Mike: Hahaha. Does mining the most intimate materials of my life make me feel good? Perhaps it even replaces the need for doctors and serotonin-enhancing drugs? Not exactly. But it’s necessary for pictures to have roots, that’s what gives them strength and clarity. And I think those roots come out of the experiences of your life, whatever those might be. I don’t believe that movies need to be a direct, one-to-one expression of what has happened to you, but something in the subject needs to sing with one’s own urgencies and complexities. In other words, movies are made with the whole body. As a friend put it once, if there’s nothing at stake for the artist, then what is at stake for me as a viewer?
What’s been interesting for me to see is how artists have aged, and what that has done to their practice. Particularly because the computer has stolen time from all of us. No one has time any more.

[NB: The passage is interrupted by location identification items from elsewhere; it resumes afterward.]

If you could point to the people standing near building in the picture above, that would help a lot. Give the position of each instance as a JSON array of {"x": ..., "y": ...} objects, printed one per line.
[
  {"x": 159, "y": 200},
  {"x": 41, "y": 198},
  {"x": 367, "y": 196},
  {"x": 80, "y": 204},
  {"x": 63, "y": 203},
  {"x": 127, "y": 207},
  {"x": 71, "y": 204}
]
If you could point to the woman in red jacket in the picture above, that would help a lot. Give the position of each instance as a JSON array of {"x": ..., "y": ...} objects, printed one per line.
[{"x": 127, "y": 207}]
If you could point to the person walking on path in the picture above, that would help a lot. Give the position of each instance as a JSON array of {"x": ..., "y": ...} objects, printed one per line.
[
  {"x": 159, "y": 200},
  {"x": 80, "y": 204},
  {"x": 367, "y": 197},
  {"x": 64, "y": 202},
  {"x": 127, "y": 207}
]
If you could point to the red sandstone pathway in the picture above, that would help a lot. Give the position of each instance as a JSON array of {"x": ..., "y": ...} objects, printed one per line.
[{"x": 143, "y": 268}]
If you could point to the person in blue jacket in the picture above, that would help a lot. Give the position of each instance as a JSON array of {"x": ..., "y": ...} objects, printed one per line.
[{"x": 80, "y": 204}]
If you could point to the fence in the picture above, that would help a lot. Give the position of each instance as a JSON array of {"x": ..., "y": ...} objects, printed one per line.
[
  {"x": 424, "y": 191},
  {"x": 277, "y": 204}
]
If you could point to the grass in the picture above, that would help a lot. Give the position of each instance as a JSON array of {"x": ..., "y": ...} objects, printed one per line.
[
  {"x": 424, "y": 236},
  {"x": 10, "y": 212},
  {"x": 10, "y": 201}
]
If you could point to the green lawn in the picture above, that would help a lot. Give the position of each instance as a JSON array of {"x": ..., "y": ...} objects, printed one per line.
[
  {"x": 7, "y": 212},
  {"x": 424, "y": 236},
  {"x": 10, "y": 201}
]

How do you sustain a practice after that initial flowering of intensity has spent itself, when the reasons you stepped through the door are gone, what then?
Sammy: When I think of films about cities, I think of the frantic, fast-paced city symphony films of early avant-garde filmmakers, such as Dziga Vertov’s Man With a Movie Camera. The approach you’ve taken with Incident Reports, featuring minute-long shots of Toronto, is its own type of symphony. What happens when you slow the pace?
Mike: Each morning I put on my coat and walk very slowly to the lake. I try to feel every footstep, every breath, every bit of wind and bird song. Walking meditation is a way of changing speeds, and when I can reduce the intake I start to feel more. As soon as I engage in what people like to call “thinking” (a random jumble of impressions that belong either to the past or the present, and which are quickly overlaid with developmental grooves riven with fear and a myopic, almost psychotic self emphasis, as if the world had been arranged so that I could experience it) the world disappears. It’s been so interesting. When I start “thinking” the sun and shadows disappear. The experience of living in a body disappears, and with it all feeling. Instead, I jump into the descriptions of feelings, or anticipations of feelings, or rehearsals of future scenarios, or replays of the not so greatest emotional hits of the past. But as soon as I stop narrating the story of myself, the world appears, in all its infinite complexity.
Incident Reports emerged out of a daily meditation practice. Instead of the heady rush of the modern city that you are describing in Vertov’s revolutionary love letter to machines, there is a steady procession of pictures. The project emerged out of restrictions, how else to be free if we can’t feel our knots and boundaries? The rules: one minute per shot, no camera movement, camera always on a tripod. No added lights. Sometimes I would head out to a location and hang out for a day, set up the camera and wait to see what flowed into the frame. Sometimes I would venture out with a pal. Several book stores closed during the months of shooting, so those were a natural draw. Everywhere I went I joined a legion of picture makers that were already there, and they became another subject of the movie. The voice-over opines: “The difference between an artist and a tourist is that a tourist photographs everything they see, while an artist makes a record of the tourist photographing everything they see.” I kept an ear open for various public events, whether it was the nude bicycle race, war reconstructions, street runs, first nation dances, kite flying exhibitions. Once the frame of the project was set, experience seemed to flow into it. Animals were an important companion, one of the primary subjects of the movie were the many forms of non-human life that the city hosts. Though in order to find and receive them, it was necessary to slow down, and look past my usual human-centric focus, so that I could reframe the city, trying to include some of those who are too often left out.